Oceanographic instrumentation

The marine optical buoy (MOBY) measures light at and very near the sea surface in a specific location over a long period of time, serving as part of an ocean color observation system. Satellites are another component of the system, providing global coverage through remote sensing; however, satellites measure light above the Earth's atmosphere, which is subject to interference from the atmosphere itself and other light sources. The Marine Optical Buoy helps alleviate that interference and thus improve the quality of the overall ocean color observation system.

==Physical description==
MOBY is a buoy 15 meters tall floating vertically in the water with approximately 3 meters above the surface and 12 meters below. A float canister is at water level, measuring approximately 2 meters high and 1.5 meters in diameter above the water, 1 meter in diameter below the water. Above the float canister are four solar panels and an antenna column. From the bottom of the float canister, a central column descends to a 2-meter-high, 1-meter-diameter instrument canister. Along the central column are three standoff arms measuring 3 meters long, 2.5 meters long, and 2 meters long, respectively. The standoff arms can be relocated up and down the central column during maintenance. Light collectors are at the ends of the standoff arms and at the top of the antenna column. The antenna column includes Global Positioning System (GPS), very high frequency (VHF), and cellular telephone antennas. Computers, communications, and control electronics occupy the float canister. A marine optical system (MOS), a power system, and batteries occupy the instrument canister. The MOS includes spectrographs with charge-coupled device (CCD) detectors, an optical multiplexer, and fiber optic sensor lines to the light collectors.

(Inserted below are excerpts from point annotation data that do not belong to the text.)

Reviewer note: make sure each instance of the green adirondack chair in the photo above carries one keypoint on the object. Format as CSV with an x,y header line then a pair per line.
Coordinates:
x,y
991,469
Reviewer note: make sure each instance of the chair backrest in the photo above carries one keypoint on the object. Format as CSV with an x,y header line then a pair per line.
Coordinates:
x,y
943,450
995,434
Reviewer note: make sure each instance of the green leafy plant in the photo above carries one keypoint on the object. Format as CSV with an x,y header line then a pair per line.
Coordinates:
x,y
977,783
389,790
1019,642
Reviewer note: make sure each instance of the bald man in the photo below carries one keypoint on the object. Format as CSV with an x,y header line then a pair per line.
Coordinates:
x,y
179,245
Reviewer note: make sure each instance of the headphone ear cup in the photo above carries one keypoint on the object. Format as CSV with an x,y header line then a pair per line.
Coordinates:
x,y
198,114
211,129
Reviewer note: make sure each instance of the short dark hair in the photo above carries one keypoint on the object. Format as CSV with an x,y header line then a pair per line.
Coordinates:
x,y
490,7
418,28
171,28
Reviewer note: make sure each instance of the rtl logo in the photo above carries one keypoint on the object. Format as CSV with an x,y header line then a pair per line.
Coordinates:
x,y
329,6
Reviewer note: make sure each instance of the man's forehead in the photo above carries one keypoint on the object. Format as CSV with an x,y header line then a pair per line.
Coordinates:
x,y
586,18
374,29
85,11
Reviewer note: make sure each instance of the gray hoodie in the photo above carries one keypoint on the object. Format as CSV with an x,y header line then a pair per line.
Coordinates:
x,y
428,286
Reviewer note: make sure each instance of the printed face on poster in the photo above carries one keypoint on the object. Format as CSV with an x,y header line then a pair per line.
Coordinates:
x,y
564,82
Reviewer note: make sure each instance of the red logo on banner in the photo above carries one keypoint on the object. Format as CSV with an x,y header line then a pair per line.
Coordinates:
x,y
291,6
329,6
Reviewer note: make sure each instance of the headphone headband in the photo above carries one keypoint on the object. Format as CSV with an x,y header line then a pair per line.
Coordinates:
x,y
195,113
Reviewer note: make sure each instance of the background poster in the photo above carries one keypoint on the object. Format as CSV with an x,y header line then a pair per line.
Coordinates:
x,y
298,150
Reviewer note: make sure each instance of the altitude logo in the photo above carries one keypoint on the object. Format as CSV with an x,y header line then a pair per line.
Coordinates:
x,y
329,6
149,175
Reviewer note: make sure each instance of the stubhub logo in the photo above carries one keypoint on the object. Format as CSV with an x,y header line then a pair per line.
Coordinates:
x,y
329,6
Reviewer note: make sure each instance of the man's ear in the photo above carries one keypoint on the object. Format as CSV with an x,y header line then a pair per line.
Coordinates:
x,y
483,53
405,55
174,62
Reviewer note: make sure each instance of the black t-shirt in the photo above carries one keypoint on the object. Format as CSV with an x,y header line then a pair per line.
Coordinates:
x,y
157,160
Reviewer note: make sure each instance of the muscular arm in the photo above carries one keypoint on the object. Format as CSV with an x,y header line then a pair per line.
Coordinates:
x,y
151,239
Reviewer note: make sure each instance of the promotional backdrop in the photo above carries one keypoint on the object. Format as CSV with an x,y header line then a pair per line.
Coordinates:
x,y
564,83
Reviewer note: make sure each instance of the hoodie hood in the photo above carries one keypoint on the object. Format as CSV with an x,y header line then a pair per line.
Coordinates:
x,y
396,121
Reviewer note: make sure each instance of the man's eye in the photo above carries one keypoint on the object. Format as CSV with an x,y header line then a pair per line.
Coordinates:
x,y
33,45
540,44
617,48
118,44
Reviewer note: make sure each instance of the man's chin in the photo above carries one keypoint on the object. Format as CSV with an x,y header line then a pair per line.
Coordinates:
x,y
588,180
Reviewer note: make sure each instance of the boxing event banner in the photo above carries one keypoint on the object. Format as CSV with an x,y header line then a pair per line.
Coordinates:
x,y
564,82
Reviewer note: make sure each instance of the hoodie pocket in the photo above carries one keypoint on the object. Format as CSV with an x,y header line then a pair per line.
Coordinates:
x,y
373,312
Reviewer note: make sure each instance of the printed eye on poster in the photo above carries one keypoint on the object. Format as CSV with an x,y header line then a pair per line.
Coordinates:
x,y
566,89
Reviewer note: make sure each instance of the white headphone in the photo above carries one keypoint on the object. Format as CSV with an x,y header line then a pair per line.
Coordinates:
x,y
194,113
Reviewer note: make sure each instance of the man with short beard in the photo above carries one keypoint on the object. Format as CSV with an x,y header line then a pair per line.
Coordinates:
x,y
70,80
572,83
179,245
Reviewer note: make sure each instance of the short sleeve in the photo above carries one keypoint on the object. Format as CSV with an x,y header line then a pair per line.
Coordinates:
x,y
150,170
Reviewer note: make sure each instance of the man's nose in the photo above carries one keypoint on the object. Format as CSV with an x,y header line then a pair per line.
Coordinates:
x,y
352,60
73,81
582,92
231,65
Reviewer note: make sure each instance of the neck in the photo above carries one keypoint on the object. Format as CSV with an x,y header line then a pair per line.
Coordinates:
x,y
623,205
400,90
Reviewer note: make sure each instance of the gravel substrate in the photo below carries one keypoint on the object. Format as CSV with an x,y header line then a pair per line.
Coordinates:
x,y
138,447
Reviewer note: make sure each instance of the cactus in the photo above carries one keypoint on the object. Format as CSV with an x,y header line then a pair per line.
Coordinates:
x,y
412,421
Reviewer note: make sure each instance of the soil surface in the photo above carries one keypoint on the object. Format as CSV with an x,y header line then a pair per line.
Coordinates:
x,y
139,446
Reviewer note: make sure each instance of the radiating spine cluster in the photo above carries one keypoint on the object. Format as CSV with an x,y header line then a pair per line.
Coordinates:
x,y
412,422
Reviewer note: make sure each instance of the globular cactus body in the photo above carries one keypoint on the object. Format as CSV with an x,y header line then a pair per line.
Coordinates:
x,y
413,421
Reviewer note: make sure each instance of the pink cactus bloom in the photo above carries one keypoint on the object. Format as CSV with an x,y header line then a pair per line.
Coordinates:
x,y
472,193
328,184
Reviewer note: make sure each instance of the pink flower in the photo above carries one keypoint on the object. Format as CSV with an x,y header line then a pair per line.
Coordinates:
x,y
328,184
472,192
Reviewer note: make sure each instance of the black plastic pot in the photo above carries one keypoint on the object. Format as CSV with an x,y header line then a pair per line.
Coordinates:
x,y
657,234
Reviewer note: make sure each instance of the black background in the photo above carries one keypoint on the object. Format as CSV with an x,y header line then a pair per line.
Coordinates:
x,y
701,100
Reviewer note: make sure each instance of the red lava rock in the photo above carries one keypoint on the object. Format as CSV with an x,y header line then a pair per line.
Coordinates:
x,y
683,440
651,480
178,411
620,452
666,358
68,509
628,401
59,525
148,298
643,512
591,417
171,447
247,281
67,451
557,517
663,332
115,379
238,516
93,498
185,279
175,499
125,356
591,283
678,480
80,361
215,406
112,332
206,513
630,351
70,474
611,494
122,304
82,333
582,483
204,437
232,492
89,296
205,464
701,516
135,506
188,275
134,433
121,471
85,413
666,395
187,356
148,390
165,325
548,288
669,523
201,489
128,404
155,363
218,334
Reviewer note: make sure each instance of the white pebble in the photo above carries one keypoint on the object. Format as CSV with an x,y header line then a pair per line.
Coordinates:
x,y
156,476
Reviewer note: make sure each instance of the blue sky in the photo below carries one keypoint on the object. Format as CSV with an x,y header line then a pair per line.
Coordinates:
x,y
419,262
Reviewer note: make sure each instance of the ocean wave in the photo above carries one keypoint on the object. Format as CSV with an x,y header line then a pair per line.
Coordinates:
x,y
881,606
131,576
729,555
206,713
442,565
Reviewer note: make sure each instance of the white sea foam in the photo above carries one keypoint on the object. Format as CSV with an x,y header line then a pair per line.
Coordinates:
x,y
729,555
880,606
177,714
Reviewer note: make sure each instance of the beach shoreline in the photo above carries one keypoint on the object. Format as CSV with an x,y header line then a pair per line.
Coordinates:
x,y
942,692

MOBY has a tether to another buoy that is moored to the sea floor at a depth of about 1200 meters. MOBY is located at , west of Lanai, in the lee of the Hawaiian Islands.

==Function==
Light from the Sun crosses space, enters and travels through the Earth's atmosphere, then enters the Earth's oceans. In the atmosphere and in the oceans, this light reflects from, refracts around, and absorbs into molecules and other objects. Some of this light leaves the water to again travel through the atmosphere and out into space, carrying the color of whatever it struck.

At the sea surface, light coming down through the atmosphere enters the collector at the top of MOBY's antenna column. Each of MOBY's three submerged standoff arms has a pair of light collectors: one on top of the arm to collect downward moving light; and one underneath the arm to collect upward moving reflected light. Light entering the collectors travels through optical fibers and the optical multiplexer to the CCD detectors and spectrographs. The spectrographs record the light signals, and a computer stores the measurement data. The communications system aboard MOBY daily transmits much of the light measurement data to operators on shore.

There is one Marine Optical Buoy operating in the water, and another in maintenance on shore. Every 3 to 4 months, a team exchanges the two buoys. The team calibrates each MOBY while it is in maintenance, both before deploying the buoy and after recovering it. Additionally, a team visits the MOBY in the water monthly, to clean algae, barnacles, and other organisms off the light collectors; and to generate independent comparison data using portable reference light sources. Each MOBY has internal reference light sources, as well, for continuous but not independent comparison. The MOBY calibration data traces to National Institute of Standards and Technology (NIST) radiometric standards directly, as opposed to using intermediate standards.

==Contribution==
MOBY has generated calibrated measurements of ocean color at the sea surface since 1996. MOBY served as the primary sea surface calibration for satellite borne sensors such as the sea-viewing wide field-of-view sensor (SeaWiFS) and the moderate-resolution imaging spectroradiometer (MODIS). MOBY has contributed to the calibration of the Ocean Color and Temperature Sensor (OCTS), the polarization detection environmental radiometer (POLDER), and the Modular Optoelectronic Scanner (IRS1-MOS).

Long term sensors on the sea surface, such as MOBY, help improve the quality of the global ocean color observation system.